More adequate would be the ratio of credit card expenditure to income:
ggplot(CreditCard, aes(x=risk, y=(expenditure/income))) +
geom_boxplot(alpha=0.7) +
stat_summary(fun="mean", geom="point", shape=20, size=5, color="red", fill="red")
This ratio is the lowest for the very low risk group. For low and high risk the levels are pretty similar, but high risk group has a bigger spread. The very high risk has zero levels because expenditure levels are zero, as on the previous plot.
As could be observed, mean value of age for low credit risk group is greater, than in high risk groups. In low risk groups values are more dispersed.
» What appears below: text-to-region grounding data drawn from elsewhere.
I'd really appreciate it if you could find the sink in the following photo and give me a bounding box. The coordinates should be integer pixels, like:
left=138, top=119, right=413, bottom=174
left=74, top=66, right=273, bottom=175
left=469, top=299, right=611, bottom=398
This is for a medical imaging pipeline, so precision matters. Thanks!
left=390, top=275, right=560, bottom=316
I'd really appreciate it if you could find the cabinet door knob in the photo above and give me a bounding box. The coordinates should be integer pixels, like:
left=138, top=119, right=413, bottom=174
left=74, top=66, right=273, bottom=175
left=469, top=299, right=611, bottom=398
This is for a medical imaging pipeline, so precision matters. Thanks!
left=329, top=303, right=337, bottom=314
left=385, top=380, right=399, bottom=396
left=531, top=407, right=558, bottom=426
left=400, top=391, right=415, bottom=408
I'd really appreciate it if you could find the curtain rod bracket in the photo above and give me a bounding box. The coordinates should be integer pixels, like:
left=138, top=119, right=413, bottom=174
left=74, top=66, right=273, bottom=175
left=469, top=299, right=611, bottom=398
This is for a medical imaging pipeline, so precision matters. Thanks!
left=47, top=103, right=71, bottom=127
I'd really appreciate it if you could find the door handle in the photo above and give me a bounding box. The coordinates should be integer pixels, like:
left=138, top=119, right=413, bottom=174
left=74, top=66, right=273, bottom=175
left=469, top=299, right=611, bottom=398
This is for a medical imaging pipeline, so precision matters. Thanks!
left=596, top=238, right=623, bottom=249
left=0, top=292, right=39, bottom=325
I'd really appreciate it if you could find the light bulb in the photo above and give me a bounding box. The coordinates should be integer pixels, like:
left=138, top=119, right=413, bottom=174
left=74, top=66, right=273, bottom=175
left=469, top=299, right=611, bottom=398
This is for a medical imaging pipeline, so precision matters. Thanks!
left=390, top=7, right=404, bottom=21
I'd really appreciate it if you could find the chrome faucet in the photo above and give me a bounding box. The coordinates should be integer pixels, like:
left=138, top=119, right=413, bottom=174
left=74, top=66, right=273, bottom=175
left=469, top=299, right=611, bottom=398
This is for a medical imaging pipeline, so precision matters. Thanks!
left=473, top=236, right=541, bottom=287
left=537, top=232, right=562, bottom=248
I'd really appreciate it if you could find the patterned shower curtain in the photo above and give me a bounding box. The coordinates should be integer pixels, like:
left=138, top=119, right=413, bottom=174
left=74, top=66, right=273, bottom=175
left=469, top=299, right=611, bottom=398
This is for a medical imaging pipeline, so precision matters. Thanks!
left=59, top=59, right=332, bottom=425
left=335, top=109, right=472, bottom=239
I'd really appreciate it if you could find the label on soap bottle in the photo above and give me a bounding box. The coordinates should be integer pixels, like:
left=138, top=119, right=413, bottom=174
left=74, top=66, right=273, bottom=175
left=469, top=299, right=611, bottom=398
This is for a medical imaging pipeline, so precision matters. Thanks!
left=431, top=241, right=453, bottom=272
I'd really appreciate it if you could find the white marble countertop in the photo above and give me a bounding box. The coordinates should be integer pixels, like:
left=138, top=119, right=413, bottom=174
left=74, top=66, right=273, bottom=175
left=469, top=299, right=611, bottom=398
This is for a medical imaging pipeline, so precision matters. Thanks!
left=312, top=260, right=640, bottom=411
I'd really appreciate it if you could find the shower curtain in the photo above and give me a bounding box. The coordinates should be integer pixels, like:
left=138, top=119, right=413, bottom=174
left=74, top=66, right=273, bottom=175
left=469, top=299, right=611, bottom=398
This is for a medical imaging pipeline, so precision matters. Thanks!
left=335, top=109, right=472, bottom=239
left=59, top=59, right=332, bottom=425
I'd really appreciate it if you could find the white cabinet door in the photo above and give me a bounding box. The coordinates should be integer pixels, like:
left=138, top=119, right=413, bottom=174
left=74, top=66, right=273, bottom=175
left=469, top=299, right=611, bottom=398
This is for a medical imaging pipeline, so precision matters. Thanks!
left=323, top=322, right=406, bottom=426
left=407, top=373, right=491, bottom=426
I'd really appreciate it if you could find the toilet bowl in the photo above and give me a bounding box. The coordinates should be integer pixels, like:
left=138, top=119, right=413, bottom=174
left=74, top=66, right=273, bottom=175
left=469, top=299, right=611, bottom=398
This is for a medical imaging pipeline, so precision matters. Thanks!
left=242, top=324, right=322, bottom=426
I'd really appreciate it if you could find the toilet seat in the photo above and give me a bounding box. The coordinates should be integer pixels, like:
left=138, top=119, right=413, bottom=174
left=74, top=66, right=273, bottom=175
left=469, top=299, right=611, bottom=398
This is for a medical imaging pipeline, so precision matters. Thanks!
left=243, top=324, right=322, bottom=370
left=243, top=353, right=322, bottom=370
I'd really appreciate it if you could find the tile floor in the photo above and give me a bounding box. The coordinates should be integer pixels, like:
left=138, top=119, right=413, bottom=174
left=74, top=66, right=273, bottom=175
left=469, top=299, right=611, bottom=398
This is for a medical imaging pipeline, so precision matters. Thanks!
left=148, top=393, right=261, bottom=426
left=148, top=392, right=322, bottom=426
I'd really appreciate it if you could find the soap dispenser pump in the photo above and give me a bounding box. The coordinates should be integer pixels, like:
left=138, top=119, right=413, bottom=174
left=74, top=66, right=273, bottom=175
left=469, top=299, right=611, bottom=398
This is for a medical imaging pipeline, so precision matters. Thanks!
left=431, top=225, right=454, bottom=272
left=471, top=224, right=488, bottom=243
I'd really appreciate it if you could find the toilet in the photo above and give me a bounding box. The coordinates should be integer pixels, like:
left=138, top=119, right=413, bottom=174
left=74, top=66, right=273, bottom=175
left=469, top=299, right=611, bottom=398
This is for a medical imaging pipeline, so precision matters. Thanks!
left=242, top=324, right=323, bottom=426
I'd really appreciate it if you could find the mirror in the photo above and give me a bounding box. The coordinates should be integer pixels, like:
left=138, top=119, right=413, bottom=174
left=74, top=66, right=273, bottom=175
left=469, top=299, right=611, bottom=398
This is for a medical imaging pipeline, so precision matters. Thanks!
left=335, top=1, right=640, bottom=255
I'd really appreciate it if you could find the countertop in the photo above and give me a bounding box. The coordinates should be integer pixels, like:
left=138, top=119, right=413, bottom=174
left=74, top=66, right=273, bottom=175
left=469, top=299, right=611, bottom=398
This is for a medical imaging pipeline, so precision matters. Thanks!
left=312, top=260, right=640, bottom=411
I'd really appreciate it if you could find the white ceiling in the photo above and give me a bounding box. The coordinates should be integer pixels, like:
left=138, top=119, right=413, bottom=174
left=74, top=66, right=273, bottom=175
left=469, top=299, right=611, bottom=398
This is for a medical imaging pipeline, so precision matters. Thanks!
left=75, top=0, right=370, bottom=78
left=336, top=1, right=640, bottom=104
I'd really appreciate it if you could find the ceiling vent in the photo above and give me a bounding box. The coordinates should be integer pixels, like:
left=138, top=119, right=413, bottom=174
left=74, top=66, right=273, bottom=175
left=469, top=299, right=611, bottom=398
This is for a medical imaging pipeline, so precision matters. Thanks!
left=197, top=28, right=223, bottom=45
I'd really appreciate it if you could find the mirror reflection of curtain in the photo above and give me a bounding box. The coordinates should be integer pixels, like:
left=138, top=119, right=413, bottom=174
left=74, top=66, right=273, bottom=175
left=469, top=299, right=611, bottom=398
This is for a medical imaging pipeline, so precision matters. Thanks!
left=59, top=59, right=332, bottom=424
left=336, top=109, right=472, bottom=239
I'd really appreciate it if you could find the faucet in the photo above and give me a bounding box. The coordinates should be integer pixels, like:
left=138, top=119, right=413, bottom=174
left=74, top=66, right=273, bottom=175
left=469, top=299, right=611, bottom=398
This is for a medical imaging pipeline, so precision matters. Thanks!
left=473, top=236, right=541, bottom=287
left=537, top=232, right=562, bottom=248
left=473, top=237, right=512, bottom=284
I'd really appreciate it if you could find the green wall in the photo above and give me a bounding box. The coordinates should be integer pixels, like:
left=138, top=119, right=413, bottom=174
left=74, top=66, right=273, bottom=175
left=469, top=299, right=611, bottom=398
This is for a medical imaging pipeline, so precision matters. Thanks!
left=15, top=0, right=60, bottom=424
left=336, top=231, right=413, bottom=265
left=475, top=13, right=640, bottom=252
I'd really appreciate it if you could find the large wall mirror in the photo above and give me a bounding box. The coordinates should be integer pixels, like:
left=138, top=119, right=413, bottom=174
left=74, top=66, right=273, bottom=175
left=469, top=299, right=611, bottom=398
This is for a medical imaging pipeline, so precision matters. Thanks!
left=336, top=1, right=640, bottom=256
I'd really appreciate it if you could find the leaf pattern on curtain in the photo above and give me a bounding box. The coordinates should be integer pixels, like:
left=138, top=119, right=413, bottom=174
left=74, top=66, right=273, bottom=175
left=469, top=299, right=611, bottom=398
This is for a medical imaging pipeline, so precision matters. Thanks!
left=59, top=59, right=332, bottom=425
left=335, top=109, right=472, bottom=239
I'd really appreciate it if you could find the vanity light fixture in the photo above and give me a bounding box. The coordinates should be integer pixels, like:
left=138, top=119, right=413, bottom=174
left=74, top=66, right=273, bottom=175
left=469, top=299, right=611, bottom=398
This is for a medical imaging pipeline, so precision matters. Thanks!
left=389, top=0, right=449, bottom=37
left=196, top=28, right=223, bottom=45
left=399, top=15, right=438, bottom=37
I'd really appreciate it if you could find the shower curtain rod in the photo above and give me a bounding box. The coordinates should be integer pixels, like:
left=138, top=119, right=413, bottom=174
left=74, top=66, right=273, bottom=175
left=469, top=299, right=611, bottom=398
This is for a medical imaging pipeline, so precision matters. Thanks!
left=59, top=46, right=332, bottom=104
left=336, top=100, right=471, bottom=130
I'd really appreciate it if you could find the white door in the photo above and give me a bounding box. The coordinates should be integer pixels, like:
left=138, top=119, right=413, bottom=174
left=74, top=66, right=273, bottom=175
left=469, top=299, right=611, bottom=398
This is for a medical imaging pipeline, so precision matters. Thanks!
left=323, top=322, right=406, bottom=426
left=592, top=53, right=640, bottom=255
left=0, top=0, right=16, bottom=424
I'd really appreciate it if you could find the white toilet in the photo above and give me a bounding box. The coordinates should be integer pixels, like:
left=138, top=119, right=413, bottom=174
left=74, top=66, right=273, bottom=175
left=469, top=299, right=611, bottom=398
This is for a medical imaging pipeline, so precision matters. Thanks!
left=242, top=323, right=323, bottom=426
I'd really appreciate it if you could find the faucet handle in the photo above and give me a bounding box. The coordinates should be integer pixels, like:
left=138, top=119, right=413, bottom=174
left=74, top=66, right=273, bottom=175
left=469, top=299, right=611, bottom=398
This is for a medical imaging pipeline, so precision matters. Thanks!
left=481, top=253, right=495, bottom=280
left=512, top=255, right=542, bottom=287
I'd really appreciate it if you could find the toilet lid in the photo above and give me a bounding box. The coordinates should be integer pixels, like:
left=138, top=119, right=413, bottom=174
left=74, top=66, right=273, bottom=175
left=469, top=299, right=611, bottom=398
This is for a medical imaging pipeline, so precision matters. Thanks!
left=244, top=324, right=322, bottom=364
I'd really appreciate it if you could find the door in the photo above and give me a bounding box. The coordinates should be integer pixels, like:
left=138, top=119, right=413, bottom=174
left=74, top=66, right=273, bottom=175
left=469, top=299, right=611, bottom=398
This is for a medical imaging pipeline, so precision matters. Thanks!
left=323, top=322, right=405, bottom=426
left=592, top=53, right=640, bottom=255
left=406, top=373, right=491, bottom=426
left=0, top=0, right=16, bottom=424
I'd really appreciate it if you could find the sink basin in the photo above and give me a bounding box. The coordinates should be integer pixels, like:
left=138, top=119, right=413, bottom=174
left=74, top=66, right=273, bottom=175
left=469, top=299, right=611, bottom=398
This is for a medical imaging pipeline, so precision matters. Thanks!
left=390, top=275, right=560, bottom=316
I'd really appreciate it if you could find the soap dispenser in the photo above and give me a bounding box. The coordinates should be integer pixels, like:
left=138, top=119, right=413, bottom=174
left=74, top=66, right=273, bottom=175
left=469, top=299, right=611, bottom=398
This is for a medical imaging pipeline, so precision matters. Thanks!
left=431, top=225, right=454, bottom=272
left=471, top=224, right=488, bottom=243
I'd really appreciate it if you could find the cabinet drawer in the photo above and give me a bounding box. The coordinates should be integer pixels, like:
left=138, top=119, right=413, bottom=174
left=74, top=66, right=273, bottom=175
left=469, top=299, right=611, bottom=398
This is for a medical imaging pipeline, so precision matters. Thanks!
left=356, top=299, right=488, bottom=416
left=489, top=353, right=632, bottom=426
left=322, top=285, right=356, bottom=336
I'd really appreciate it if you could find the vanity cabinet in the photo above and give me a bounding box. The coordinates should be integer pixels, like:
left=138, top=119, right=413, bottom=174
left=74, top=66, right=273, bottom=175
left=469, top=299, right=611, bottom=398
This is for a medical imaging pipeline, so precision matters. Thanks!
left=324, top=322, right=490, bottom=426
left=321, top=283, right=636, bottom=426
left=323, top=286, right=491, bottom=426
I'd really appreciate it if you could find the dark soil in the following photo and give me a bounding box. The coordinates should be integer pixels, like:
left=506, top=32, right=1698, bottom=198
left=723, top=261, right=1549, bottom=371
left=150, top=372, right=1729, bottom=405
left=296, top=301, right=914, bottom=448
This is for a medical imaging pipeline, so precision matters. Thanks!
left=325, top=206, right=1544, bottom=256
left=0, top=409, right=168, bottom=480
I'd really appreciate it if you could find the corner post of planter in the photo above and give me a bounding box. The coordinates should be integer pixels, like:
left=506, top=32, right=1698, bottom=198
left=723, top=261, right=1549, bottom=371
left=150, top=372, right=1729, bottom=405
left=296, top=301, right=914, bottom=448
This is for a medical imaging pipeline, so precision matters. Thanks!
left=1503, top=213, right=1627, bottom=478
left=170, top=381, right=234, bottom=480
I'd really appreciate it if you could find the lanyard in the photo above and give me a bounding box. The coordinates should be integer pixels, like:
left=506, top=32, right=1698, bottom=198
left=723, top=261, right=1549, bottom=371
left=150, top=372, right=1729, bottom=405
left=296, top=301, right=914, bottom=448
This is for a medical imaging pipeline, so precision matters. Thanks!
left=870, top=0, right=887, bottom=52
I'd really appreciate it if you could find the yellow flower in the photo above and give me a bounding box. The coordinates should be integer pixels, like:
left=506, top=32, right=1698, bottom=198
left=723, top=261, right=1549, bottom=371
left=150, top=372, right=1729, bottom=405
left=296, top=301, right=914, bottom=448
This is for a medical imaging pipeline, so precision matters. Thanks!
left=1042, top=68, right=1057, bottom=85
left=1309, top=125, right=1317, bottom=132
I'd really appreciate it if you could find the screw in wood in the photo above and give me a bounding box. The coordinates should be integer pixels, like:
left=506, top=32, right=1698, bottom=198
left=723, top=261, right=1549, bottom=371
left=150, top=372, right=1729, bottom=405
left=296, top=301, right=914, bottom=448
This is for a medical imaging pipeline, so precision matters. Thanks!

These values indicate, that older individuals are less likely to have problems with their credit history.
Mean value of income is significantly higher in low-risk groups (4.61 in very low risk against 2.81 in very high), values again are more dispersed in groups with low risk.
Months living at current address also differ - low-risk individuals tend to live longer on their address, which could indicate more stable financial situation.
Number of active accounts in high-risk groups is lower, than in low-risk (4.85 against 9.28).
Overall, given results indicate, that individuals with low credit risk tend to be older, with higher income, better, more stable financial situation and life quality in general. High credit risk individuals are young people with low income and unstable finances.